There is total silence on the subject. The truth is that most political parties have lost their way in the thickest of politics. Trust has become a depleted commodity. One obvious reason seems to be that our political parties have lost a sense of vision. The Bible said it all when it noted that where there is no vision, the people perish. Cynnicism has replaced faith in good administration. Some of the biggest corporate houses are known to have been very liberal in doling out cash to seeking politicians.

The nation has to be grateful to the Tatas for still retaining a sense of values. When vision dies it is replaced by a hunger not for giving service to the country but for practicing power and getting rich overnight. And, as is well-known, power corrupts and absolute power corrupts absolutely. And that is what we have been witnessing in recent times. Principles get thrown overboard to stay in power in a coalition with each partner in the coalition demanding freedom to administer as it pleases as has been witnessed in correspondence between the DMK Minister and the Prime Minister’s office. The impertinence shown by the Minister is unbelievable. In this instance the Prime Minister seems to have allowed himself to be pushed into a corner. Can he be blamed? Shouldn’t the Congress Party bosses – more specifically Sonia Gandhi herself – be held responsible for Dr Manmohan Singh’s plaintive silence?

It is Manmohan Singh who has been called over the coals.
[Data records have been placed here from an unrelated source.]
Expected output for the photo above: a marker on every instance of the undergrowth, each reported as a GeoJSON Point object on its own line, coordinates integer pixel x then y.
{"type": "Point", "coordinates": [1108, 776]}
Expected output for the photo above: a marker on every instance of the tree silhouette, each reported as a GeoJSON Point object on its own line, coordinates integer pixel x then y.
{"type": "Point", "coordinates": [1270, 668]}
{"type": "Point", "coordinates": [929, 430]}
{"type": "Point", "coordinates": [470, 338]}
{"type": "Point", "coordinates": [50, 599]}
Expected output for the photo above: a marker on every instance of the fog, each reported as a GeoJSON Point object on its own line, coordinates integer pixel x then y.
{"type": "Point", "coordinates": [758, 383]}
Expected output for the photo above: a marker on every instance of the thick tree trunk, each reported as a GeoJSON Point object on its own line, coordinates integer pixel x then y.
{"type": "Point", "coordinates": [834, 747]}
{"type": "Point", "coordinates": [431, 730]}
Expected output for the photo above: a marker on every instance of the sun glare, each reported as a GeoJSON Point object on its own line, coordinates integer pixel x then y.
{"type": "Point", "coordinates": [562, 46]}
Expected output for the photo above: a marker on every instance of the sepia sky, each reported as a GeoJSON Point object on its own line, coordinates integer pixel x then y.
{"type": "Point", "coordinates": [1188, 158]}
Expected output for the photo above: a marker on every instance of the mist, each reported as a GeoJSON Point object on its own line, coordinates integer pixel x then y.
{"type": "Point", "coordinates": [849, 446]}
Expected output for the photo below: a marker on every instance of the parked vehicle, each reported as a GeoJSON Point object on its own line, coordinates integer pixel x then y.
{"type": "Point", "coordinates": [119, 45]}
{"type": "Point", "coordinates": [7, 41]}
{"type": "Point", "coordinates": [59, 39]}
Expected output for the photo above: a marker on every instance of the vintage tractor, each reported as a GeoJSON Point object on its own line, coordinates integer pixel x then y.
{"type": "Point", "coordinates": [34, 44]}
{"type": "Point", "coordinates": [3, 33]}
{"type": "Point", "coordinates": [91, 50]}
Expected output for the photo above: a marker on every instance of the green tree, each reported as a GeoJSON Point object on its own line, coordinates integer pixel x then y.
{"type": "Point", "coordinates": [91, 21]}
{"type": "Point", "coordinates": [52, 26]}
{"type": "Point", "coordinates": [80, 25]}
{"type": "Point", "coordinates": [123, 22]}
If such a leading political party has found itself in such a grave predicament, to whom can one look up to for true leadership? To quote the Bible again: “If the salt has lost its savour, wherewith shall it be salted”? Political parties, bureaucracy, the Courts, the Army, even the media have all shown a fall from grace that, to say the least, is appalling and putting the nation to shame. Increasingly even the government organisations authorised to investigate crimes are turning out to be untrustworthy with the public losing faith in them.

We don’t have a Mahatma amidst us to show the path of rectitude and give the kind of moral leadership that we seem to so desperately need today. We don’t even have a Jayaprakash Narayan now and even if we have one, it is doubtful anybody would listen to him. The craze for money and power has so entangled us in its crass embrace that he would probably be laughed out of town.

The country seems to have gone so far down that there seems to be no way out of the impasse and the public is getting suffocated. Which is why some kind of self-introspection among all our parties seems so urgently called for. The BJP, in this regard, has a special role to play, as has the RSS.

The Congress is a lost cause. One expects nothing from it, considering its record in the past two years. Slugging it out on TV channels is merely washing one’s dirty linen in public. The finger-pointing that party spokespersons indulge in merely reflects the desperation that the country is faced with. One can do without such show of pusillanimity.

The downward trend in national character has long been apparent and was to surface in all its ugliness in the conduct of the Commonwealth Games.

Pestilential and growing venality has been steadily passing for government whether at the Centre or in the states. Party tickets have been available to anyone who has the money to buy them. Rules are routinely broken; buildings come up only to crash down as was witnessed recently in Delhi. All that is par for the course, which is no consolation. Where do we go from here? Should we call for fresh elections both at the Centre and at the states to give citizens a chance to make their views felt. If the anger among the people is any indication, the UPA government will be booted out in no time, as it should. But who is to bell this particularly vicious cat?

Which is why this is a time for reflection. And it is also a time for Citizens’ Groups to make themselves heard. If they won’t act, who else will? The 2010 year-end has to be seen as a defining moment in the history of post-independence India. Never before has the country felt so betrayed, as it has been in just the last one quarter and it is time the voice of the people makes itself heard. India must be re-born.